Eliminar a diferença salarial entre homens e mulheres. Aumentar a participação feminina na política. Lançar lentes de aumento sobre a Venezuela e o Haiti. Esses são alguns dos desafios da uruguaia María Noel Vaeza, nova diretora da ONU Mulheres para a América Latina e o Caribe.

Esta advogada, que já atuava como diretora da Divisão Programas da ONU Mulheres, vai trocar Nova York pelo Panamá para ocupar o segundo posto mais importante nas Nações Unidas em temas de gênero a partir de 1 de abril, quando a região se mobiliza para promover mudanças profundas em diversos âmbitos.

"Me sinto verdadeiramente muito honrada", declarou Vaeza à AFP. "Fico muitíssimo entusiasmada de voltar à região com todas as mudanças que estão acontecendo".

Entre suas prioridades, Vaeza não titubeia ao citar a Venezuela, atingida por uma profunda crise política, social e econômica, e o Haiti, um dos países mais pobres de mundo, que atualmente enfrenta manifestações antigoverno que pararam o país.

"O movimento feminista venezuelano está muito desarticulado.

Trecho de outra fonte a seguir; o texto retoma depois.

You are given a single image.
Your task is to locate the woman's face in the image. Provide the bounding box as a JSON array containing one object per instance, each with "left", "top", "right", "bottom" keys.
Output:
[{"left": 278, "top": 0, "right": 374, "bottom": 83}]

Devemos gerar cooperação horizontal para que, na reconstrução que terá que ser feita na Venezuela, sejam incluídos os temas de igualdade, de preconceito, que serviços públicos que elas vão precisar, como acesso ao mercado de trabalho e acesso aos seus direitos", disse.

Sobre o Haiti, ela explicou que o país tem "muitos desafios" e está marcado pela escassa representação feminina na política - há apenas uma mulher em seu Parlamento, por exemplo.

"É um país que precisamos apoiar, sobretudo as mulheres que enfrentam realidades muito difíceis", disse.

A advogada também quer trabalhar com o setor privado para criar melhores condições de trabalho para mulheres e estimular o acesso a cargos de direção.

"Temos muito poucas mulheres nesses cargos, e acredito seguramente que quando uma mulher chega as esses cargos, ela rompe essas cadeias que seguram outras mulheres", explica.

Vaeza espera poder se articular da mesma forma na política. "Sobretudo em meu país, que terá um processo eleitoral. Esperamos que mulheres sejam eleitas".

Vaeza considera a Bolívia e o México modelos atuais de paridade política. "É um exemplo que temos que seguir, como as mulheres conquistaram isso em sociedades extremamente machistas", afirmou.

"A mulher precisa chegar. Não há oportunidade para pensar de outra forma. Sinceramente, já chega", concluiu.